At issue is Mayor Tory’s motion endorsed by the Toronto Police Services Board in mid-April. It sets out a formal policy that authorizes officers to stop and question anyone whether or not they are suspected of being involved in criminal activity.
It’s a detention by police for 15 or 20 minutes and is known as a psychological arrest.
Toronto police have been stopping and questioning people not suspected of being involved in crime for the last 15 years. The information the police sought included name, address, age, race, hair style, tattoos, clothing style, school attended, parents’ names and whether they were separated, as well as the names of others who were stopped. Since it was written on a card, this came to be known as carding. All the information was entered into the police database. Police have never shown that collecting this data has had a useful impact on reducing crime.
Ten years ago reporters at the Toronto Star asked to see this information (but not the names of those carded).
The Toronto Police Services Board refused, and after a lengthy court battle, the Appeal Court agreed that this was the kind of information the Freedom of Information Act was designed to make public.
The Star analyzed the data and reported in 2010 that police were carding about 300,000 people a year. Black youth were stopped three times as often as white youth. Carding was an activity that racially discriminated against black youth.
Criminologist Scot Wortley, of the University of Toronto, says that if the police were stopping white youth at the same rate as black youth, they would find a higher number of white youth committing crimes. But if white youths were stopped as often as police stopped black youths, there would be an outcry about civil rights.
Desmond Cole recently recounted his experience as a young black man in Toronto being stopped by police. In a searing article in a local magazine, he said that he has been stopped by police more than 50 times. There is ample evidence that those who refuse to answer police questions are sometimes assaulted, arrested and harassed by officers.
Since the Star articles five years ago, many have worked to change this practice.
In 2013, the board retained the criminal lawyer Frank Addario to advise it on how police might stop individuals not suspected of criminal activity in a manner that did not involve racial discrimination, would adhere to the Charter of Rights and Freedoms and would conform to Ontario human rights legislation.
Addario recommended three restrictions on police stops: there had to be a “public safety” reason for the stop; police had to advise that individuals had a right to walk away and not answer questions; and police had to give a receipt to the individual with the officer’s name and badge number and the reason for the stop.
The police services board agreed to these constraints in a policy adopted in April 2014. Carding immediately dropped by almost 90 per cent since officers didn’t relish giving out receipts with their names and badge numbers. But Chief Bill Blair refused to implement the new policy in the police operational manual.

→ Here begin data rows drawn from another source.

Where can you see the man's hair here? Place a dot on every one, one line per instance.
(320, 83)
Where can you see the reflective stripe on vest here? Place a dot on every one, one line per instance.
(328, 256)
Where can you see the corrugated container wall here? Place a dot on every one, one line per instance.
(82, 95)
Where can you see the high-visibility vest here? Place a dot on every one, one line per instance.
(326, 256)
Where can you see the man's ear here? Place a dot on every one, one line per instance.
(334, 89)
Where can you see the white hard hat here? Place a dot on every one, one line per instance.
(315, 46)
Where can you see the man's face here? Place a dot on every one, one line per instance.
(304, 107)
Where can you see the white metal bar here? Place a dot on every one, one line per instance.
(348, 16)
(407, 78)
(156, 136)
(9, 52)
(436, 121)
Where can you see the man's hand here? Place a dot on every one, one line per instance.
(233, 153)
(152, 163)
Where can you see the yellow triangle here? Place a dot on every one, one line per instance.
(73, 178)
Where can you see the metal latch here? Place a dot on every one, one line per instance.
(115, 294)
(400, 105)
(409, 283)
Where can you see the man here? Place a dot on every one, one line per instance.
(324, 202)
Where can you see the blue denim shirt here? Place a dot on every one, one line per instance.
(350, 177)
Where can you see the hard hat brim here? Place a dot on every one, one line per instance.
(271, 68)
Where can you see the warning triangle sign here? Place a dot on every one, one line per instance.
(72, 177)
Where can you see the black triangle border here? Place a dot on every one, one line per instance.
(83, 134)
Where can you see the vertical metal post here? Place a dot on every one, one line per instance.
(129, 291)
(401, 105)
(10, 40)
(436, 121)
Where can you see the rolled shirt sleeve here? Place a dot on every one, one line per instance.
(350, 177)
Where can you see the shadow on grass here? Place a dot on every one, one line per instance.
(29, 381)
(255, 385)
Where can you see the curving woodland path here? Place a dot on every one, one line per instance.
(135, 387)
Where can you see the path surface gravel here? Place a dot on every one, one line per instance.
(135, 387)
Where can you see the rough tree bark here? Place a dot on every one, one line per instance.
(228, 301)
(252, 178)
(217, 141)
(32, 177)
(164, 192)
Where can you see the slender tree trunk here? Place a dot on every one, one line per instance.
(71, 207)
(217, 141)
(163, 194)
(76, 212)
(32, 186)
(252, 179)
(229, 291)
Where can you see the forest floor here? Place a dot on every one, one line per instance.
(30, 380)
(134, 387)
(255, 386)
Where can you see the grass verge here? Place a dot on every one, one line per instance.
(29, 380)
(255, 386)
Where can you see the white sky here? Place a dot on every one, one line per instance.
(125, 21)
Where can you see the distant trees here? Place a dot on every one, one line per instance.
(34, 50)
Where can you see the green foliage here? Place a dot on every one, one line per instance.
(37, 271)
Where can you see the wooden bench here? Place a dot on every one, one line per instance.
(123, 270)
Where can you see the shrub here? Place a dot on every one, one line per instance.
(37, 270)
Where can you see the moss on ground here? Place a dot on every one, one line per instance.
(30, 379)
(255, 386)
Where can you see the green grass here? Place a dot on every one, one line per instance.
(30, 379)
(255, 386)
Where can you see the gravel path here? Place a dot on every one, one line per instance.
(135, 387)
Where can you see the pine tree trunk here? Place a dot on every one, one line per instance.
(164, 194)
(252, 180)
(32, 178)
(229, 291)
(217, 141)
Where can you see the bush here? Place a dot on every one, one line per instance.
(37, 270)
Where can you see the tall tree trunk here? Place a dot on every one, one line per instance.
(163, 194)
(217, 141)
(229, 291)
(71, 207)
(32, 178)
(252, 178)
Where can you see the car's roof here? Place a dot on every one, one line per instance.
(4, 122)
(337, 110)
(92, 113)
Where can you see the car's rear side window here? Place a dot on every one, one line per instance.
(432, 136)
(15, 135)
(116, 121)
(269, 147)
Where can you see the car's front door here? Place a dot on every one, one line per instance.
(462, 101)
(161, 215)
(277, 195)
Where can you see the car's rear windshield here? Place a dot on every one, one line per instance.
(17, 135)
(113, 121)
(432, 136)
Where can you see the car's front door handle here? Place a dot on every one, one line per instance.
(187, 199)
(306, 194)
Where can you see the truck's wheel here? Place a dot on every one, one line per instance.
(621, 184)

When John Tory was elected mayor in late 2014, he criticized the police board for various things, and once he took his seat on the board, he started to challenge the April 2014 policy.

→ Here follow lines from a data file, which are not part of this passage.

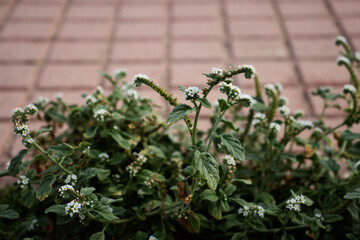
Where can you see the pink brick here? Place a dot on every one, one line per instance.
(190, 74)
(77, 51)
(315, 48)
(197, 50)
(198, 10)
(304, 9)
(20, 51)
(142, 11)
(84, 30)
(10, 100)
(15, 75)
(352, 25)
(69, 76)
(138, 51)
(243, 10)
(273, 48)
(313, 27)
(196, 29)
(140, 29)
(271, 72)
(28, 11)
(254, 28)
(30, 30)
(90, 12)
(323, 73)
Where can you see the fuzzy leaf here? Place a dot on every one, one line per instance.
(179, 112)
(45, 187)
(208, 168)
(233, 146)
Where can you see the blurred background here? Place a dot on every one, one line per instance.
(52, 46)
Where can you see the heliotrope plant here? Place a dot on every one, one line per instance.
(117, 170)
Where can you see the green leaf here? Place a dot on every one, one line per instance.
(58, 209)
(45, 187)
(353, 195)
(62, 149)
(330, 218)
(98, 236)
(223, 105)
(179, 112)
(208, 168)
(87, 191)
(120, 140)
(205, 102)
(209, 195)
(43, 130)
(233, 146)
(15, 163)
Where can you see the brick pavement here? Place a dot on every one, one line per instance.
(50, 46)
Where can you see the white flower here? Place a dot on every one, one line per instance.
(23, 181)
(284, 110)
(349, 88)
(276, 126)
(137, 79)
(217, 71)
(191, 92)
(343, 60)
(104, 155)
(341, 39)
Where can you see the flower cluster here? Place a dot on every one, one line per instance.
(191, 93)
(101, 114)
(64, 189)
(135, 166)
(252, 210)
(71, 179)
(295, 203)
(23, 181)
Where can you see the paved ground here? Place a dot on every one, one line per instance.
(50, 46)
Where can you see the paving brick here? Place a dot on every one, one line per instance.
(303, 9)
(320, 73)
(140, 29)
(313, 27)
(84, 30)
(260, 10)
(28, 11)
(26, 29)
(274, 48)
(77, 51)
(198, 10)
(196, 29)
(208, 50)
(138, 51)
(142, 11)
(21, 51)
(271, 72)
(69, 76)
(15, 75)
(191, 74)
(352, 25)
(10, 100)
(315, 48)
(254, 28)
(77, 11)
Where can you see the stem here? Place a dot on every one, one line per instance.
(46, 154)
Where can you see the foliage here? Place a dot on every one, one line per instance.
(114, 169)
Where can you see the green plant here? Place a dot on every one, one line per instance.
(118, 170)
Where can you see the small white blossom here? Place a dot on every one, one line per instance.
(343, 60)
(23, 181)
(191, 92)
(349, 88)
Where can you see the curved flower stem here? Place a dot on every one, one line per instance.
(46, 154)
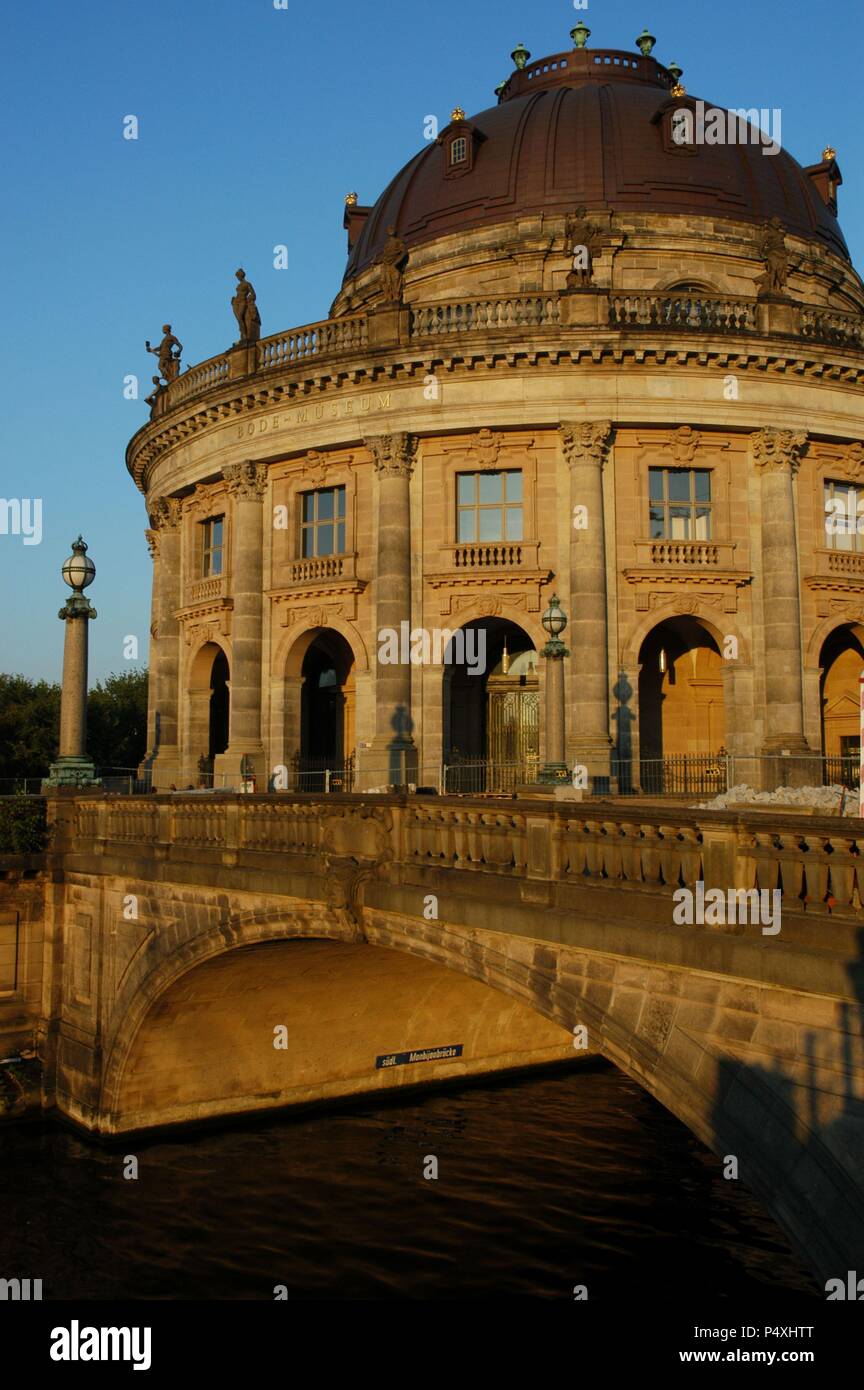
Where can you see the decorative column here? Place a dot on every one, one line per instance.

At a recent board meeting in April of this year, he proposed that carding be called “community engagement” and that police need not have a public safety reason to stop and question those not suspected of criminal activity. Further, police would not be required to tell people of their right to walk away, nor issue a receipt. Tory’s new policy legitimizes and institutionalizes a police practice shown to discriminate on the basis of race and is contrary to the Charter of Rights and Freedoms.
Imagine if John Tory, when running for office last fall, had said he wanted police to discriminate on the basis of race and ignore the charter. He would have been vilified and rightly so. This new policy is reprehensible.